How to "Marie Kondo" Your Workspace
Marie Kondo’s rise to fame speaks not only to the usefulness of her KonMari organization method but modern society’s troubling relationship with clutter. While Kondo focuses on the home, our offices are just as disheveled. Here’s how to adapt the KonMari method for your workspace.
Marie Kondo’s philosophy
Kondo’s philosophy centers on mindfulness and appreciation. Organization in our environments creates serenity, providing mental wellbeing and daily respite. Conversely, clutter distracts from life’s joys and causes undo stress.
To declutter, Kondo asks us to examine each item we own and ask, “Does this spark joy?” If yes, keep it. If not, we should thank it for its service and let it go. Kept items are then put in places where they can be accessed and are aesthetically pleasing.
It's that simple.
Does this spark joy?
But not everything in a workspace sparks joy. Does a stapler spark joy? No, but it’s necessary to keep documents together.
So, let’s redefine “joy” for the office setting. If an item is necessary and makes your life easier, then enjoy its presence. A stapler may not send your heart a flutter, but not having to search for missing pages is certainly a delight.
Marie Kondo and your workspace
Start your journey by imagining your perfect workspace. What type of environment spurs your productivity and makes you feel comfortable? That mental image is your goal. To help you reach it, here are some KonMari-inspired tips:
Organize by category. Don’t tackle everything at once. Do paperwork first. Office supplies next. Then computer stuff and so on. This method helps you stay focused and keeps the task manageable.
Discard before straightening. Create a pile for the current category. Sort through it, keeping only what you need. Be objective. If an item was useful but hasn’t left the drawer in months, thank it for its service.
Limit redundancies. You don’t need a pen holder overstuffed with pens. A handful of high-quality ones will do the same job. Also, outdated technology should be recycled when you update.
A home for everything. Straighten remaining items to have specific homes. Items used frequently should be easy to reach and easy to put back. Be sure to leave plenty of clean, workable space.
Use containers and files. Use containers to keep small items from scattering. Make sure files are labeled clearly and papers filed neatly.
Corral wires. Keep wires organized and out of sight. We recommend investing in cord-management sleeves.
Don’t go full spartan. Have family pictures, decorative items, and an office plant or two. Just place them in a manner that doesn’t add to the clutter or distract from work.
Tidy up. It’s a good habit to do a quick clean at the end of each day. Schedule deeper cleans at the end of the week or biweekly.

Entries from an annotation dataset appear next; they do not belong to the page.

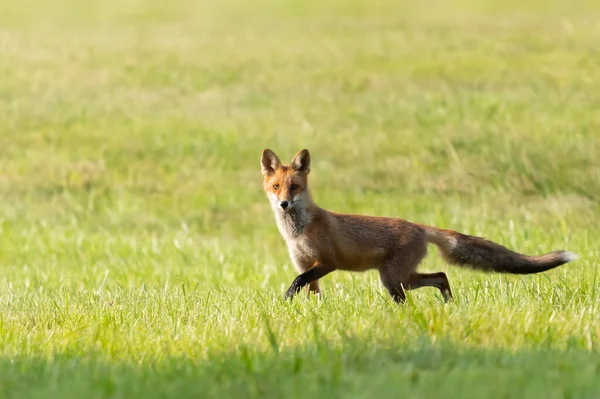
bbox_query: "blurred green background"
[0,0,600,398]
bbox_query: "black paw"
[285,277,303,299]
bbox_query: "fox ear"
[260,148,281,176]
[291,148,310,174]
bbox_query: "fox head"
[260,148,310,212]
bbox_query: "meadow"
[0,0,600,399]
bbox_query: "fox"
[261,148,578,303]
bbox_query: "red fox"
[261,148,577,303]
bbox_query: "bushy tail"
[422,226,577,274]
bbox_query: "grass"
[0,0,600,399]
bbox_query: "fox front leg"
[285,264,335,299]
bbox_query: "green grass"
[0,0,600,399]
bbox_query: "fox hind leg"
[406,272,453,302]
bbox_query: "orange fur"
[261,149,575,302]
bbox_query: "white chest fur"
[276,209,316,272]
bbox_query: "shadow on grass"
[0,339,600,399]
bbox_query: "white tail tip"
[564,252,579,262]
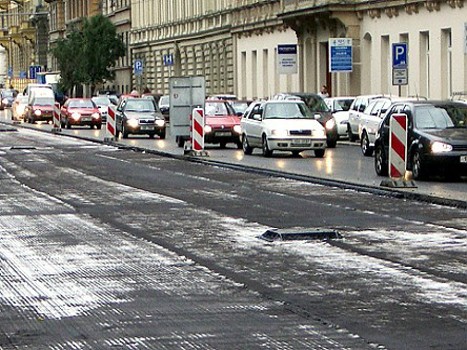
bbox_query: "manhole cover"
[260,229,342,242]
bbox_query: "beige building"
[130,0,467,98]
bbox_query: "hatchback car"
[204,100,242,148]
[324,96,355,138]
[60,98,102,129]
[115,97,166,139]
[272,92,339,148]
[375,101,467,179]
[25,94,55,124]
[347,95,385,142]
[0,89,18,110]
[11,95,28,121]
[241,100,326,158]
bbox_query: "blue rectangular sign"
[329,38,353,73]
[392,43,408,68]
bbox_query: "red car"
[204,100,242,149]
[60,98,102,129]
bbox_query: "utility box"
[169,76,206,147]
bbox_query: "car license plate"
[292,139,311,145]
[216,131,232,136]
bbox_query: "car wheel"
[242,135,253,155]
[412,151,426,180]
[375,146,388,176]
[176,136,185,147]
[122,124,128,139]
[315,149,326,158]
[262,135,272,157]
[360,132,373,157]
[347,125,357,142]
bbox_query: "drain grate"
[259,229,342,242]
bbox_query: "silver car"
[241,100,326,158]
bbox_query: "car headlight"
[271,129,289,137]
[313,128,326,137]
[126,119,139,128]
[326,118,336,130]
[431,141,452,153]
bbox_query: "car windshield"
[159,95,169,106]
[204,102,235,117]
[92,97,111,106]
[68,100,94,108]
[415,107,454,129]
[125,98,156,112]
[32,97,55,106]
[264,103,314,119]
[232,102,248,113]
[2,90,15,97]
[303,96,329,112]
[437,104,467,128]
[335,99,353,111]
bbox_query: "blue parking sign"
[133,59,143,75]
[392,43,407,68]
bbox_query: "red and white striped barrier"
[190,108,204,152]
[389,114,407,178]
[52,102,62,132]
[105,105,117,141]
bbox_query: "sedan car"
[25,94,55,124]
[204,100,242,148]
[324,96,355,138]
[11,95,28,121]
[375,101,467,179]
[60,98,102,129]
[241,100,326,158]
[115,97,166,139]
[272,92,339,148]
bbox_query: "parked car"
[272,92,339,148]
[324,96,355,138]
[0,89,17,110]
[347,95,385,142]
[229,100,251,117]
[204,100,242,149]
[241,100,326,158]
[11,94,28,121]
[25,94,55,124]
[358,97,394,156]
[60,98,102,129]
[91,95,112,123]
[115,97,166,139]
[375,101,467,179]
[159,95,170,122]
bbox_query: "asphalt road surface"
[0,129,467,350]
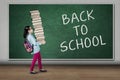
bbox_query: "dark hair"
[23,26,30,39]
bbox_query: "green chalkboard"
[9,4,114,59]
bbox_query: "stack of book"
[30,10,46,44]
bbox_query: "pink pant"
[30,52,42,71]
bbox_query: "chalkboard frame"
[8,3,115,61]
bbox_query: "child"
[23,26,47,74]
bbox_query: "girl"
[23,26,47,74]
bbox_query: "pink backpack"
[24,39,33,53]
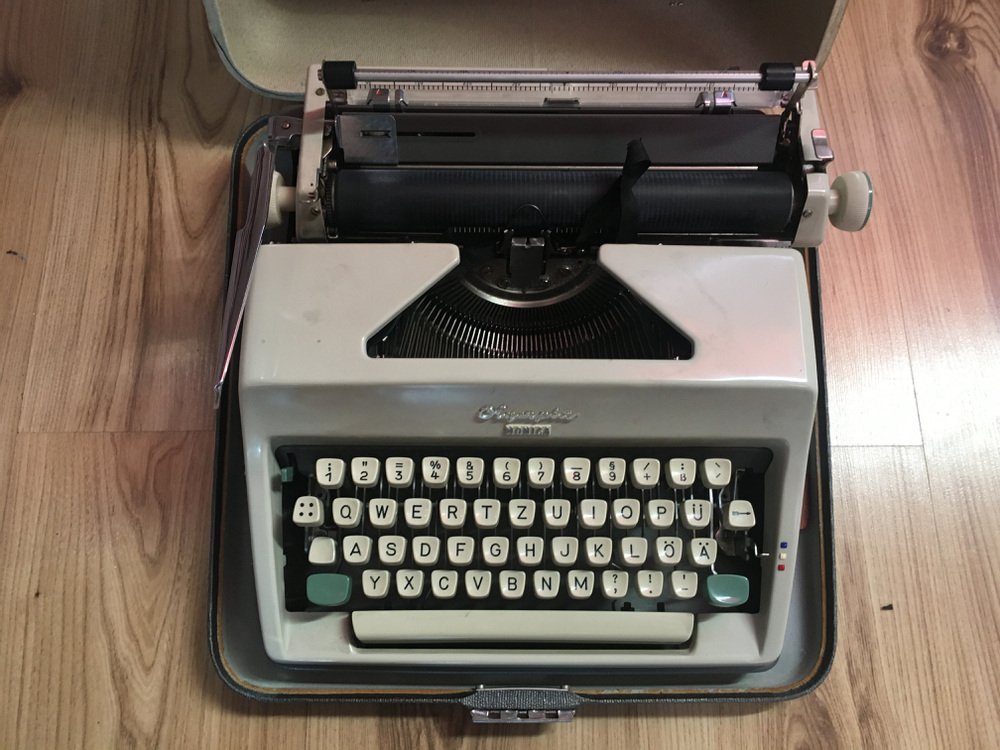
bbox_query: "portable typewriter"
[220,23,871,674]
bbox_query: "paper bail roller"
[334,168,796,236]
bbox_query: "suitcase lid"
[204,0,847,99]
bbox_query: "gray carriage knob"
[829,170,873,232]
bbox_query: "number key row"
[315,456,732,490]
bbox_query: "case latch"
[462,685,584,724]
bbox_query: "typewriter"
[219,57,872,673]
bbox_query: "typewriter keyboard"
[277,446,771,646]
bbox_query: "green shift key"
[306,573,351,607]
[706,573,750,607]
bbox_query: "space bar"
[351,609,694,645]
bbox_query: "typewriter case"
[205,0,846,721]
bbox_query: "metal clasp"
[462,685,584,724]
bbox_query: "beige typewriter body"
[215,0,871,675]
[240,243,816,668]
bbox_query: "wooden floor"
[0,0,1000,748]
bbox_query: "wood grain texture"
[0,0,1000,750]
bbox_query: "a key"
[579,499,608,529]
[635,570,663,599]
[378,535,406,565]
[306,573,351,607]
[368,497,397,529]
[688,537,719,568]
[646,500,676,529]
[292,495,325,529]
[656,536,684,565]
[611,497,639,529]
[566,570,594,599]
[722,500,757,531]
[497,570,527,599]
[448,536,476,565]
[341,534,372,565]
[455,456,486,490]
[403,497,432,529]
[601,570,628,600]
[438,497,468,529]
[664,458,697,490]
[583,536,614,568]
[632,458,660,490]
[483,536,510,566]
[507,500,535,529]
[528,458,556,490]
[431,570,458,599]
[330,497,361,529]
[385,456,413,487]
[552,536,580,567]
[681,500,712,531]
[542,499,571,529]
[465,570,493,599]
[361,570,391,599]
[410,536,441,566]
[562,457,590,489]
[701,458,733,490]
[396,569,424,599]
[532,570,559,599]
[309,536,337,565]
[351,456,379,488]
[493,457,521,489]
[516,536,545,566]
[472,497,500,529]
[420,456,451,489]
[670,570,698,599]
[315,458,344,490]
[618,536,649,568]
[597,458,625,490]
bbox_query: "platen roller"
[334,168,797,236]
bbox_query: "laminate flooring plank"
[15,0,265,432]
[819,7,926,452]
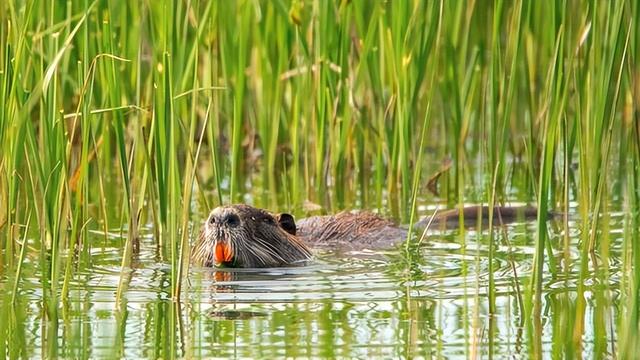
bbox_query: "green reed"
[0,0,640,356]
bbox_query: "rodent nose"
[222,213,240,227]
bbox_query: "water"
[0,210,622,358]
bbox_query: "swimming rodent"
[192,204,537,268]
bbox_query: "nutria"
[192,204,537,268]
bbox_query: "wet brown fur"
[192,204,537,267]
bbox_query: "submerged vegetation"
[0,0,640,358]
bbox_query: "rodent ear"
[277,213,296,235]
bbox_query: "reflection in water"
[0,215,621,358]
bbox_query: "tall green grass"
[0,0,640,355]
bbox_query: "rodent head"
[192,204,311,268]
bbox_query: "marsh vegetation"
[0,0,640,358]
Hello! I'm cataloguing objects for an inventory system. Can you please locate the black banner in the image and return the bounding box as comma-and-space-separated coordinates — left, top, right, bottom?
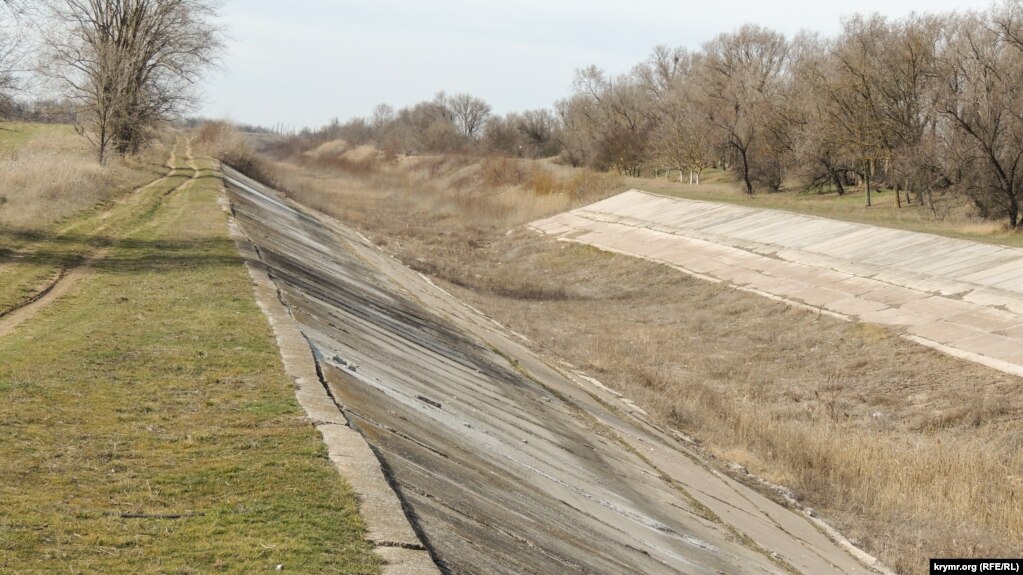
931, 559, 1023, 575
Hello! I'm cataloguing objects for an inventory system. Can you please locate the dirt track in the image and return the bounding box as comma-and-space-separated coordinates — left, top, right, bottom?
225, 165, 887, 574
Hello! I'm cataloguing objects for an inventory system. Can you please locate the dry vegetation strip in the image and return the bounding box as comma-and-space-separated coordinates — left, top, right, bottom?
261, 150, 1023, 573
0, 142, 379, 574
0, 124, 169, 314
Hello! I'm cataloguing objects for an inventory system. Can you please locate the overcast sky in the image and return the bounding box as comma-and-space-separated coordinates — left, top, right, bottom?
199, 0, 990, 128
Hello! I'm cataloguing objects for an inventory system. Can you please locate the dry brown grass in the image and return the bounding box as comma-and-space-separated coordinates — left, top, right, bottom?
249, 145, 1023, 573
0, 124, 167, 229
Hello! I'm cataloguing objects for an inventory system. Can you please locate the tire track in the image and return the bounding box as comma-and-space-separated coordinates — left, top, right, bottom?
0, 140, 198, 338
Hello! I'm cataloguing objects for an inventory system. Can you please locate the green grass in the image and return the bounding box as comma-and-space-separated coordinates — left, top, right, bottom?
626, 165, 1023, 248
0, 150, 380, 574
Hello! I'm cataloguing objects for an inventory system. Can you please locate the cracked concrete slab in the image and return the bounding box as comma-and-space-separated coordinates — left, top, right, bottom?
224, 175, 440, 575
530, 190, 1023, 374
225, 170, 886, 575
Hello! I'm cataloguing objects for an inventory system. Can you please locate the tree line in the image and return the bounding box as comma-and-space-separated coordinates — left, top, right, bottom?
319, 5, 1023, 228
0, 0, 223, 164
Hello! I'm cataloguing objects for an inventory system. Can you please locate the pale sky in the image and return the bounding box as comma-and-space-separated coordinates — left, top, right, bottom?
198, 0, 990, 128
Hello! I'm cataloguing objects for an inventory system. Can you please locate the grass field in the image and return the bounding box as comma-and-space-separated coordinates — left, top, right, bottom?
0, 130, 380, 574
261, 142, 1023, 573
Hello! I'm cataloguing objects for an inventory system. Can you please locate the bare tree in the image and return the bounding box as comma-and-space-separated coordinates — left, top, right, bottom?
701, 25, 789, 195
0, 0, 25, 118
448, 94, 490, 138
42, 0, 223, 163
939, 7, 1023, 228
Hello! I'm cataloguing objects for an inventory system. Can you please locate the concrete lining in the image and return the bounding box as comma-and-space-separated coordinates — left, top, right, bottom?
215, 175, 440, 575
225, 169, 886, 575
530, 190, 1023, 374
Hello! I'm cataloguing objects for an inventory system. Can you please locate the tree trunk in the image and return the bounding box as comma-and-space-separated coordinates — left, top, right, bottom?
828, 166, 845, 195
863, 165, 871, 208
739, 148, 753, 197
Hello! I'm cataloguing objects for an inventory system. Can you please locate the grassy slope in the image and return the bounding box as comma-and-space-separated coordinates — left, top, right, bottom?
0, 141, 379, 573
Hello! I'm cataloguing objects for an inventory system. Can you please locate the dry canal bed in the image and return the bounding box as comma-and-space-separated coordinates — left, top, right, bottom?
225, 169, 887, 574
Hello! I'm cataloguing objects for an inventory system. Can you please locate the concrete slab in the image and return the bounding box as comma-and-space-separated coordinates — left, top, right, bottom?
531, 190, 1023, 373
231, 176, 887, 575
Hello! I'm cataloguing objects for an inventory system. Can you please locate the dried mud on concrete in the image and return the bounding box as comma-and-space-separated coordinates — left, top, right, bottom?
225, 169, 887, 574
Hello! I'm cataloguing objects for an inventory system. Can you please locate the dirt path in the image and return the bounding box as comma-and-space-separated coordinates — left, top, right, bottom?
226, 164, 896, 574
530, 190, 1023, 375
0, 140, 198, 338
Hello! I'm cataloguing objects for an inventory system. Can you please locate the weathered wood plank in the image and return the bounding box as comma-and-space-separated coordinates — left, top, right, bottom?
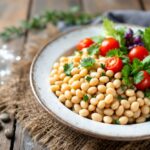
143, 0, 150, 10
82, 0, 141, 13
0, 0, 29, 150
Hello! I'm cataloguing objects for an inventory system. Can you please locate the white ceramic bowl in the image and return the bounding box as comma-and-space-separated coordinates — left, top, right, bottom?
30, 25, 150, 140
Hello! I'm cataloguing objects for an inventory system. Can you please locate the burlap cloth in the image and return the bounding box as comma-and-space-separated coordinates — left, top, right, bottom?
0, 24, 150, 150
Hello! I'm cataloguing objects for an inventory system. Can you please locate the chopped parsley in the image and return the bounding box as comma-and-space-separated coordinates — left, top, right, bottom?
87, 44, 99, 55
83, 95, 89, 102
85, 76, 92, 82
64, 63, 73, 76
81, 57, 95, 68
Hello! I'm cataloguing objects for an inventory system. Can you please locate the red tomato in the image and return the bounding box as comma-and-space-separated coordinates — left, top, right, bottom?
135, 71, 150, 90
100, 37, 119, 56
106, 57, 123, 72
129, 46, 148, 62
76, 38, 94, 50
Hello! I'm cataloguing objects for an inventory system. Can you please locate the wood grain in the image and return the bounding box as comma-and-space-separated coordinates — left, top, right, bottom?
82, 0, 141, 13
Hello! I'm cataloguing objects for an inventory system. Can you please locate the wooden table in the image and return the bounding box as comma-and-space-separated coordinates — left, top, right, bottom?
0, 0, 150, 150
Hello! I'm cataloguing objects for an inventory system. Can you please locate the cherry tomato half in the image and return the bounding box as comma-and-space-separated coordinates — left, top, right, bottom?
135, 71, 150, 90
129, 46, 148, 62
76, 38, 94, 51
100, 37, 119, 56
106, 57, 123, 73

Decluttering your digital spaceLike your desk, your computer setup should promote simplicity to increase focus and productivity while decreasing distractions. After creating a new file, you should be able to file it away quickly and efficiently. When you need a file, you should be able to get to it just as fast.
A few extra tips:
Keep everything in its place. Delete folders, pictures, and files you don’t need. Files that are important should be saved, stored, and backed-up regularly.
Maintain a clean desktop. Have no more than a handful icons on your desktop; pin the same amount to your toolbar. These should be programs you use frequently. Files and folders should be stored elsewhere.
Organize your email inbox. You don’t need to reach zero messages, but do aim for a tidy and clean inbox.
Practice digital minimalism. Delete apps you don’t need or are redundant. Only keep those you use for work. If one app can do the work of two, use one.
The joys of simplicity
Marie Kondo’s organization method reminds us to be mindful of our relationship with our environments. By adopting the principle of serenity through simplicity, we can tackle clutter head on, improving not only the look of our workspaces but the way we work in those spaces.